His essay stands against what he sees as French nativism — their excessive (in his view) worry that French culture is being overwhelmed and displaced by alien immigrant culture, in particular from Arab and African immigrants. Smith concedes that Americans’ relatively tolerant attitudes toward immigration come from our very different historical experience. What he doesn’t concede is that the French have any right to act to preserve their own culture if that act of preservation requires exclusion.

This I don’t get. I mean, it seems to me that if the French are going to admit immigrants, then they should, as a matter of common decency and common sense, do what they can to integrate those immigrants into the life of the nation. Plus, racism is morally wrong. That aside, why are the French (or any other distinct people — the Japanese, the Mexicans, the Jews, the Kurds) wrong in principle to want to hold on to what makes them particular and culturally distinct?

It hardly needs saying that it is very difficult to decide when one is acting in a positive way to protect an endangered culture, and when one is acting in a negative way to discriminate against a minority, or the Other. Taking it out of the realm of race and immigration, consider historical architectural preservation. Is it always right to preserve every old building as a vestige of a distinct cultural expression? Almost nobody believes that. Is it always right to tear down an old building, if the owner of the property wishes to redevelop it? Almost nobody believes that either. How do we decide where to draw those lines?

It’s a difficult and painful question, one with no easy answers. Every society negotiates it all the time, if only with regard to changing values within the society, across the generations. With regard to France’s dilemma, to declare that a universalist mindset — Justin Smith’s — is the obviously correct one, and that those who hold to a more subjective, localist stance are guilty of immoral discrimination, makes answering the question much easier than it should be. The solution to the problems that come with tribalism must not require denying the virtues manifest in particularity. Russell Kirk:

 

[C]onservatives pay attention to the principle of variety. They feel affection for the proliferating intricacy of long-established social institutions and modes of life, as distinguished from the narrowing uniformity and deadening egalitarianism of radical systems. For the preservation of a healthy diversity in any civilization, there must survive orders and classes, differences in material condition, and many sorts of inequality.
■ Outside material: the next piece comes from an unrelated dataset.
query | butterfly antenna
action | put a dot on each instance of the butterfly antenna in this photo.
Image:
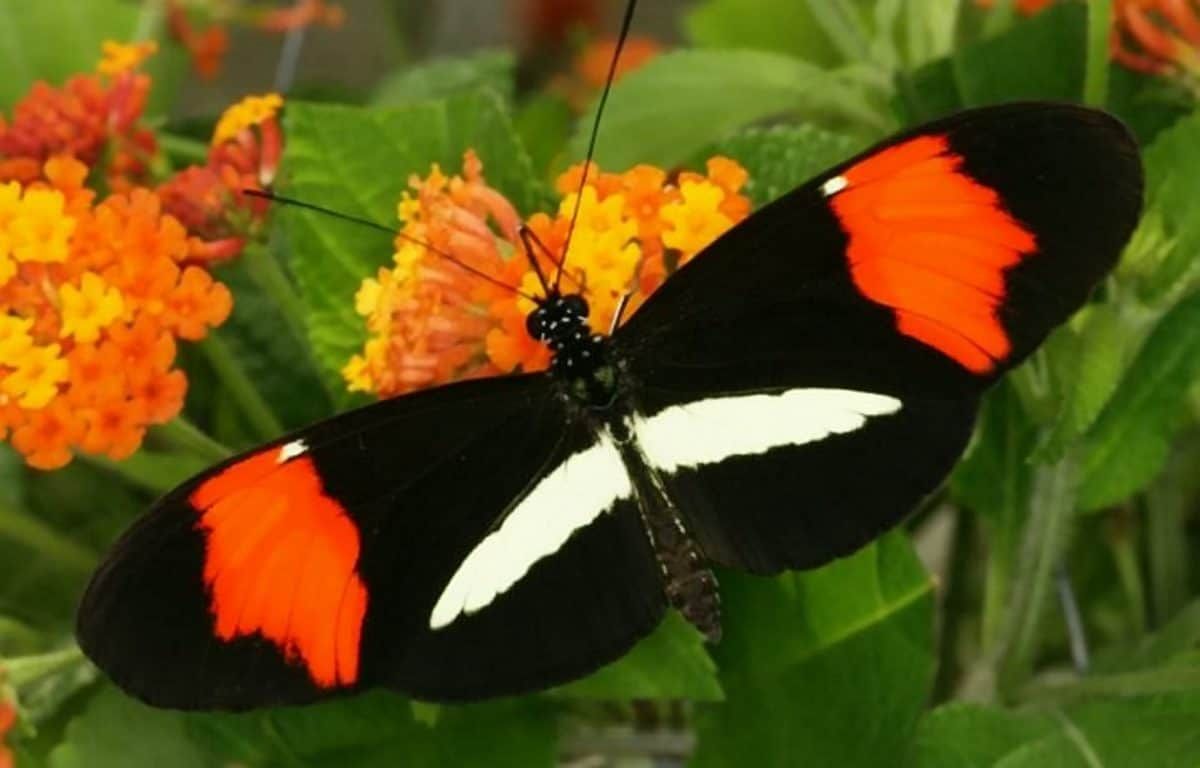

The only true forms of equality are equality at the Last Judgment and equality before a just court of law; all other attempts at levelling must lead, at best, to social stagnation. Society requires honest and able leadership; and if natural and institutional differences are destroyed, presently some tyrant or host of squalid oligarchs will create new forms of inequality.
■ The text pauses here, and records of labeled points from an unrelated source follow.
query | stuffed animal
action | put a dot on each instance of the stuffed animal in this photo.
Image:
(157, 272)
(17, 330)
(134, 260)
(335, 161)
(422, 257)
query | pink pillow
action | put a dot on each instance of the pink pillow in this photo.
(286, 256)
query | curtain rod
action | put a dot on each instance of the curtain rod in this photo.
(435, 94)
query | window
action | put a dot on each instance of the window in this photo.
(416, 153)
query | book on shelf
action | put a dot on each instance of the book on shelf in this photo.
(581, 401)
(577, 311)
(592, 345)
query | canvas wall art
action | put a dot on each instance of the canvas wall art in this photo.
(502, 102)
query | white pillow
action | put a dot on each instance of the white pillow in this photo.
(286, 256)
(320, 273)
We all know that the French can be extraordinarily arrogant about their culture. But then, they have a lot to be arrogant about. French parochialism — anybody’s parochialism — can be an ugly thing, but I instinctively react against an American, the product of the most deracinated culture on earth, arriving in Paris and lecturing the French about how they need to be more like us. It is amusing to observe the French twisted up in knots over the limits of liberty, equality, and fraternity, but the question of when a majority has the right to act to keep things in their culture the way they are, and when doing so must be deemed immoral (and perhaps illegal), is one we face as well. It is a mark of our American universalism that we expect the rest of the world to operate by universalist principles as well.